Réunion du mercredi 20 décembre 2017 à 11h30
Délégation française à l'assemblée parlementaire du conseil de l'europe

François Alabrune, directeur des affaires juridiques du ministère de l'Europe et des affaires étrangères :

Ainsi que je l'ai indiqué, le protocole n° 16 à la convention européenne des droits de l'Homme prévoit la possibilité pour les Cours cours suprêmes des États qui ont ratifié ce protocole, lorsqu'elles instruisent une affaire soulevant une question sur l'interprétation du texte de la convention, de poser une question à la Cour européenne des droits de l'Homme avant de rendre leur arrêt. Comme vous le savez, les cours nationales sont chargées d'appliquer la convention européenne des droits de l'Homme et, en cas de contestation de leurs décisions, leurs arrêts peuvent éventuellement faire l'objet de constats de violation de la convention par la Cour de Strasbourg.

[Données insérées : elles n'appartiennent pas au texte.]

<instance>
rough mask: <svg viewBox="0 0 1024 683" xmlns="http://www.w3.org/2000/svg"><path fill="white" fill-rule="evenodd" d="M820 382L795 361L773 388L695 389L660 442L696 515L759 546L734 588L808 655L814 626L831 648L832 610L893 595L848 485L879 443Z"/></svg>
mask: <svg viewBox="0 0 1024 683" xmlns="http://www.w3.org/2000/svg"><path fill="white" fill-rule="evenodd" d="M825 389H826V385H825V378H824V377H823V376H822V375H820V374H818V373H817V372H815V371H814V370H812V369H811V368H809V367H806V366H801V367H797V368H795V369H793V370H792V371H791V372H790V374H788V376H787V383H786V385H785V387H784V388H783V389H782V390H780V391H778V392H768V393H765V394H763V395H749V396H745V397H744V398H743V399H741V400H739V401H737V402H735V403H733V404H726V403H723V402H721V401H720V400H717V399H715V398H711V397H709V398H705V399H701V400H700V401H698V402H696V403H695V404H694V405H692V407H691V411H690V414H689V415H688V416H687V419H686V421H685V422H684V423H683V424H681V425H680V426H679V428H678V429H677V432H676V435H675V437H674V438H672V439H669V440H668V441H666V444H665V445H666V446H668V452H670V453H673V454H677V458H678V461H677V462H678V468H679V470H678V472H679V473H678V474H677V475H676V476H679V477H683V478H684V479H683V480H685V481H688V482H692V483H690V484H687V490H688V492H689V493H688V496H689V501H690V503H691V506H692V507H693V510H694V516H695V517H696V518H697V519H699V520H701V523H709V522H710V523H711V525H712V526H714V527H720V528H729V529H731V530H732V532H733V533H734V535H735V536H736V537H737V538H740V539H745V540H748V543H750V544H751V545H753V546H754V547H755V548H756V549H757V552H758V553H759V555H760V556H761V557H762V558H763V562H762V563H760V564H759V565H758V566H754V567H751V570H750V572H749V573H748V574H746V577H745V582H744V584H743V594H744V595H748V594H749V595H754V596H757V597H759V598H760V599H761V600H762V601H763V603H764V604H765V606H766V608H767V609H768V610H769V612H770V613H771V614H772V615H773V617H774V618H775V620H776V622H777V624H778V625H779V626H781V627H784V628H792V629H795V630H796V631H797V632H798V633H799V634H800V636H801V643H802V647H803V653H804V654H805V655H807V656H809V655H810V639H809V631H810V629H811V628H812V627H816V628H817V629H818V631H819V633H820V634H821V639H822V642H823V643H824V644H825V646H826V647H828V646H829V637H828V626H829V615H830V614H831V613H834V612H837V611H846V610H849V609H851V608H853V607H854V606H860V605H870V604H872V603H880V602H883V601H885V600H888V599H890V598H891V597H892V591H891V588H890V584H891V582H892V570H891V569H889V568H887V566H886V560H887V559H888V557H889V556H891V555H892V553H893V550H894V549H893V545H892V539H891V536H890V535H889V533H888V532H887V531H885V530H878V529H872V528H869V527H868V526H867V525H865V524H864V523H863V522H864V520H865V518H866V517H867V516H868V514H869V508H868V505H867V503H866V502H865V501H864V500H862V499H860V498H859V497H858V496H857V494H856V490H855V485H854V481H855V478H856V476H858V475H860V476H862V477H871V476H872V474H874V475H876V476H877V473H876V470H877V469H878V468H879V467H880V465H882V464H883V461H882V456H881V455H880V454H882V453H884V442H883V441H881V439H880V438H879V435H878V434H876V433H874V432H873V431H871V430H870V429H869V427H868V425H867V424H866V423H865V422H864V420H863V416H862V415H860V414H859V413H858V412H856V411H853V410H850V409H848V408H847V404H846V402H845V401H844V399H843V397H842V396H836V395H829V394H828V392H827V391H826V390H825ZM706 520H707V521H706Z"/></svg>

En disposant dès les voies de recours internes de l'interprétation de la Cour européenne des droits de l'Homme, les Cours cours suprêmes pourront faire une application juste de la convention et amoindrir ainsi tout risque de sanction ultérieure par la Cour de Strasbourg.

Le Président de la République, lors de sa récente visite aux juges de la Cour européenne des droits de l'Homme à Strasbourg, a annoncé son souhait que la France ratifie ce protocole n° 16. Le Parlement devrait donc être très prochainement saisi d'un projet de loi autorisant cette ratification, sachant que seront donc concernées les trois juridictions suprêmes françaises que sont la Cour de cassation, le Conseil d'État et le Conseil constitutionnel. Toutes ces institutions ont été consultées auparavant et elles ont manifesté leur très grand intérêt pour cette possibilité nouvelle, le Conseil d'État ayant d'ailleurs, la semaine dernière, donné un avis très positif sur cette perspective.